Estimating the Gender Ratio of AI Researchers Around the World

Written with Simon Hudson

Anyone in the industry or going to prominent Artificial Intelligence conferences can tell you that a gender imbalance exists, but we felt more rigorous research was important to drive the conversation forward and accelerate correcting this imbalance. As a follow up to The Global AI Talent Pool Report on jfgagne.ai released in February, we worked with WIRED who was also interested in looking more deeply at the state of diversity in the AI expert talent pool. For the article, we worked in collaboration with Tom Simonite of WIRED to delve further into the research by adding the dimension of gender and country to the original report’s data.

In our study, we focused on the 4000 researchers who have been published at the leading conferences NIPS, ICML, or ICLR (see the second half of this post for our methodology).The following graph lays out our results:

While similar studies have been conducted on the technology or startup worlds, we have not seen anyone measure the diversity in the Machine Learning research community at this broad scale. It is our hope that by knowing just how skewed these numbers are, it will be easier to see how much of a challenge the industry has to create balance. In essence, we hope this increased clarity spurs greater action throughout the Artificial Intelligence sector.

We don’t think it would be fair to publish the ratios of various countries and not share our own numbers. Across Element AI we have 32% representation of women, matched with 30% women in leadership positions. On our technical and scientific teams, the average is 21% women, with 20% in leadership positions. Diversity of course goes beyond gender, and we continue to conduct internal research on diversity and share it across the company.

The Element AI gender ratio is about double the average, and we are especially proud of the representation we have in leadership heading up large groups of people. However, we do not want to give the illusion that we’ve overcome the challenge building a diverse workplace. We think it important to continually evaluate ourselves and to support internal initiatives and diversity events that promote real progress.

Methodology

Given the sensitivity on this subject, we felt it important to share our methodology for estimating the gender balance in the global talent pool.

To update the initial data set, we scraped the names of everyone presenting either at NIPS, ICML or ICLR in the last year and paired them with information pulled from Google Scholar. We then passed the list through Mechanical Turk to find their affiliation location (currently associated university or business). The list was passed three times in Mechanical Turk to ensure a high level of confidence; all cases that had variability were then checked manually in-house.

With this information, it was possible to regroup names based on geographic clusters. It is important to note that this does not inform us on the nationality of each individual, but rather gives us a weight for each institution and thus each geographic location. The reasoning is that we were not looking into individual data, but instead institutional trends.

Of the 4000 names, only 17% come from private businesses meaning that while this sample is representative of the overall research community, we would be hesitant to say it is representative of the “business research lab” sub-section.
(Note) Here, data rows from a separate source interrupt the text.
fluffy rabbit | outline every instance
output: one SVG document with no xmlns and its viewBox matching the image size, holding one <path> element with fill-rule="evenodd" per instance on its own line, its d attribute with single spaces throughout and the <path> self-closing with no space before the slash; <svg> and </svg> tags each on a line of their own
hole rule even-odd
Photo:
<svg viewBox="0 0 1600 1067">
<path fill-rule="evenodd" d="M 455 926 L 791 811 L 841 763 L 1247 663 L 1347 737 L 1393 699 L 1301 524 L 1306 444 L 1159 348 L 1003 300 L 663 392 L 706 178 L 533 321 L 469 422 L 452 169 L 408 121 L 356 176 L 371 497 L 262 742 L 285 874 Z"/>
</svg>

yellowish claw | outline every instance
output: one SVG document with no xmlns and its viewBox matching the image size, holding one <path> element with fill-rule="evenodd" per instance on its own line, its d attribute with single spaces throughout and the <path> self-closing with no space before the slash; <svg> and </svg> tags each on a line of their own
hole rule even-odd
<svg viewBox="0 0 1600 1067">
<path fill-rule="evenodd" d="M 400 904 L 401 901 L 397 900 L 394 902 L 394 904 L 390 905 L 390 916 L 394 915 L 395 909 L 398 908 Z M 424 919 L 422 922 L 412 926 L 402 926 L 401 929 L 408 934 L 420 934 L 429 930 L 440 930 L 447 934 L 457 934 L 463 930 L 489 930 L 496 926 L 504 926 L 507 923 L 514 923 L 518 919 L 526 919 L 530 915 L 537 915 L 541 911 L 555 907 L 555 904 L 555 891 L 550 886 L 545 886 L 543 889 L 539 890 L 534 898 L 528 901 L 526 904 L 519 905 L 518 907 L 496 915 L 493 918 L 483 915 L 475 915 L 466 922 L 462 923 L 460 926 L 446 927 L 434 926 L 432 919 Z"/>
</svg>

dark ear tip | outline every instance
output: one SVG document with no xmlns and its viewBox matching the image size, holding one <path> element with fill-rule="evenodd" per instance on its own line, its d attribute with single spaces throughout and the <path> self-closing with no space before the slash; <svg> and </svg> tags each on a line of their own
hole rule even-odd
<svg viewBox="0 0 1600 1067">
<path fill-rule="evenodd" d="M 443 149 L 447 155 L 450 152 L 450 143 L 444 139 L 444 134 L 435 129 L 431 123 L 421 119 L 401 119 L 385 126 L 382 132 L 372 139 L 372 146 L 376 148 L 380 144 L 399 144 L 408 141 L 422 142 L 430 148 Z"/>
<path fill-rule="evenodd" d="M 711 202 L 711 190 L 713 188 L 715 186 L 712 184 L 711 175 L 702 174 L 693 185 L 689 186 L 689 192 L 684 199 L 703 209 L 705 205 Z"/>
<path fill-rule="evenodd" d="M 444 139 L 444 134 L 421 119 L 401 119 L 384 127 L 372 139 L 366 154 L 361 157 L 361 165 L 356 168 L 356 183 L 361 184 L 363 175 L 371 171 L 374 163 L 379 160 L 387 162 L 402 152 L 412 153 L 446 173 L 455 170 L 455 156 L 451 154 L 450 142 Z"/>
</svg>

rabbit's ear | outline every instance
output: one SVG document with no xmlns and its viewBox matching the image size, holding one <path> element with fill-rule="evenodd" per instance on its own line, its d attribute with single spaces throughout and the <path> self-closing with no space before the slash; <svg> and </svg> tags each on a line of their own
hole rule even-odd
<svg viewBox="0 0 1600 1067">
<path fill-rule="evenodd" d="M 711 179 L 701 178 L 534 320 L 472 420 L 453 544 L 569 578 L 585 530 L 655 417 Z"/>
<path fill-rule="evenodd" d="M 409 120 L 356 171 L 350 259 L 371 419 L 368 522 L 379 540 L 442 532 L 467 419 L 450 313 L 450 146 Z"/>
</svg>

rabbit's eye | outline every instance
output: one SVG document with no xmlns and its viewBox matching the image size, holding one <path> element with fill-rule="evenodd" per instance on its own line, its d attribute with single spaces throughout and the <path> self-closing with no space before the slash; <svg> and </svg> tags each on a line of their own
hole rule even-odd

As an added point, a certain amount of noise exists in this sub-group of people working at private labs; it was not always possible to find the specific research location an individual worked.

The more complicated cases, about 12% of the business group names, were all from the big tech companies (Google, Facebook, etc.) and were put in the Silicon Valley group. We based this decision on the fact that adding them into that group did not change the men-women ratio of the region. We also have a working hypothesis that the hiring policies of these companies stay consistent region to region, but left this point to be validated in later research.

In determining gender, we kept simple binary categories for simplicity as most academic bios don’t go into any depth on the subject. Determining gender was based on the use of gendered pronouns in the authors’ descriptions to reflect self-identification by the author. When this method was not possible (about 1% of cases out of the total), an educated guess was made based on the name and appearance. While it is more error prone to not depend on self-reported gender, we determined the size of the subgroup was small enough to justify the methodology.

Special thanks to Tom Simonite, Gregg Delman, Negar Rostamzadeh and Wei-Wei Lin for the graph.


*A few plugs of events we’ve been involved in: Women in Machine Learning workshop at NIPS (2017); Women in Computer Vision workshop at CVPR (2017); Women in Deep Learning (WiDL) co-founded by our own Negar Rostamzadeh in 2016; and mentors for the MISE Ghana Foundation in 2017 and 2018.